Finally give the sports ground that non-reference frame image is with respect to reference frame imageAnd Motion transform matrices m is built with thisk.First by sports ground mkX () carries out r times (amplification of the final high-definition image rebuild) Linear interpolation, obtains the sports ground m after interpolationk(x).Then calculate relative displacement δ xk=mk(x)-x=(δ xK, u-δxK, v), And dk=δ xK, u-floor(δxK, u), ek=δ xK, v-floor(δxK, v), wherein operator floor (.) represents to take and is less than Or it is equal to the maximum integer of designated value.Finally calculate motion transform matrices mkIn each element value: mk(j*m+i, floor (δxK, u)+xu+ceil(δxK, v+xv+ 1) * m)=dk*(1-ek), mk(j*m+i, ceil (δ xK, u)+xu+ceil(δxK, v+xv + 1) * m)=dk*ek, mk(j*m+i, floor (δ xK, u)+xu+floor(δxK, v+xv+ 1) * m)=(1-dk)*(1-ek), mk(j* M+i, ceil (δ xK, u)+xu+floor(δxK, v+xv+ 1) * m+x)=(1-dk)*ek, wherein operator ceil (.) represent take big In or be equal to designated value smallest positive integral, for matrix mkJth * m+i row in except this four row in addition to other elements value It is zero.
Step s2, s3 completes image registration and kinematic matrix mkStructure.
S4, calculating reference frame image yrefR times of bicubic interpolation imageNon local priori smoothing parameter hI, jWith similar The European threshold value of image.Because ideal image x is unknown in advance, the non local weight matrix just reference frame image according to low resolution yrefInterpolation imageEstimation obtains.Therefore, smoothing parameter hI, jIt it is one with regard to reference frame image yrefNoise, picture number According to itself, the function of down-sampling multiple.Wherein std (nI, j) it is to be with pixel (i, j) The heart, region of search is nI, jStandard deviation, be the constant (1 < β < 5) more than zero, σ2For the noise variance of reference frame image, r is Image magnification.This reference frame image yrefNoise variance σ2It is estimated as:Wherein n is image Pixel sum,n(xi) it is pixel xiFour neighborhoods.Finally adopt European threshold Value carries out dissimilar pixel removal, and the maximum weighted Euclidean distance that European threshold value (i.e. similarity threshold) adopts is 4 σ2, namely:
S5, calculate each pixel (i, j) (wherein 0≤i < rm, 0≤j < rn) with other pixels (s, t) (wherein 0≤s < rm, 0≤t < rn) similarity weight wnlm[i, j;S, t], build with regard to interpolation imageAs initial high-resolution The non local weight matrix s of image x comprises the steps of: calculates the pixel in each pixel (i, j) and its neighborhood n (i, j) The similarity of (s, t)
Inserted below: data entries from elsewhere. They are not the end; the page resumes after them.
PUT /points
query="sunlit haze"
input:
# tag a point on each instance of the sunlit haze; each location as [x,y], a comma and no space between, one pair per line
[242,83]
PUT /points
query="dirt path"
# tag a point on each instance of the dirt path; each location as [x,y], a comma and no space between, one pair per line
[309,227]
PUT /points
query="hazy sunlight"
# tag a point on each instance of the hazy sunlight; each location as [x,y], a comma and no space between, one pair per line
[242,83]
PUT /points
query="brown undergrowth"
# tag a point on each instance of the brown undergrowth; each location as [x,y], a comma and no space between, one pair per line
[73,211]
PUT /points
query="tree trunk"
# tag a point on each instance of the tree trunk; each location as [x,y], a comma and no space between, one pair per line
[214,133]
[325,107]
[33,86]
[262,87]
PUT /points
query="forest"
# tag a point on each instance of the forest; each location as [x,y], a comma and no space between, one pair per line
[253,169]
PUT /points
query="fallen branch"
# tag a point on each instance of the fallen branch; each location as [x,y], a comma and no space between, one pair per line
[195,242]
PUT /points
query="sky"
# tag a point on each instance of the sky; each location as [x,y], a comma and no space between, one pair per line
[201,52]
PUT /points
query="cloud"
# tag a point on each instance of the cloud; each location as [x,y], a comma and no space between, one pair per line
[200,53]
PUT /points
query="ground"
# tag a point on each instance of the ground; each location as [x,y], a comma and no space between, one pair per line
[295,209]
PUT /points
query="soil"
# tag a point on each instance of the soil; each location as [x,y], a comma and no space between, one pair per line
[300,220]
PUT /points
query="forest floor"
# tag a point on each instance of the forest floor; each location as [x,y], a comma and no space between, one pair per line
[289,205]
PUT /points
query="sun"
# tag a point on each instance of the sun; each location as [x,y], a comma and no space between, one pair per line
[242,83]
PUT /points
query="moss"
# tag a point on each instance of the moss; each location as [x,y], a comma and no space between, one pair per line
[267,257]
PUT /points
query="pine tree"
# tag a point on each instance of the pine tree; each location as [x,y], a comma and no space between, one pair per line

Wherein rI, jBe pixel centered on (i, j) image block extract operator, generally the square of q × q (q=5,7, 9...),Represent the weighted euclidean distance of two image blocks, wherein a > 0 is the standard deviation of gaussian kernel function, hI, j For filter smoothing parameter, depend on noise size and the image itself of image, f is the geometry depending on two central pixel point The normal function (monotone non-increasing function) of distance;All pixels Similarity value in normalization pixel (i, j) and neighborhood n (i, j),Finally build non local weight matrix
The s of self adaptation solution and non local weight matrix that step s4, s5 completes non local Study first builds.
S6, utilize motion transform matrices mkSolve cost functional with non local weight matrix sWherein ρ > 0.Mesh is minimized using conjugate gradient iterative procedure Mark functional;
S7, judge whether to meet stopping criterion for iteration:Wherein n is iterationses, If not meeting, return to step s6, if meeting, showing solution convergence, iteration ends, then entering step s8;
S8, the high-resolution obtaining rebuilding estimate image.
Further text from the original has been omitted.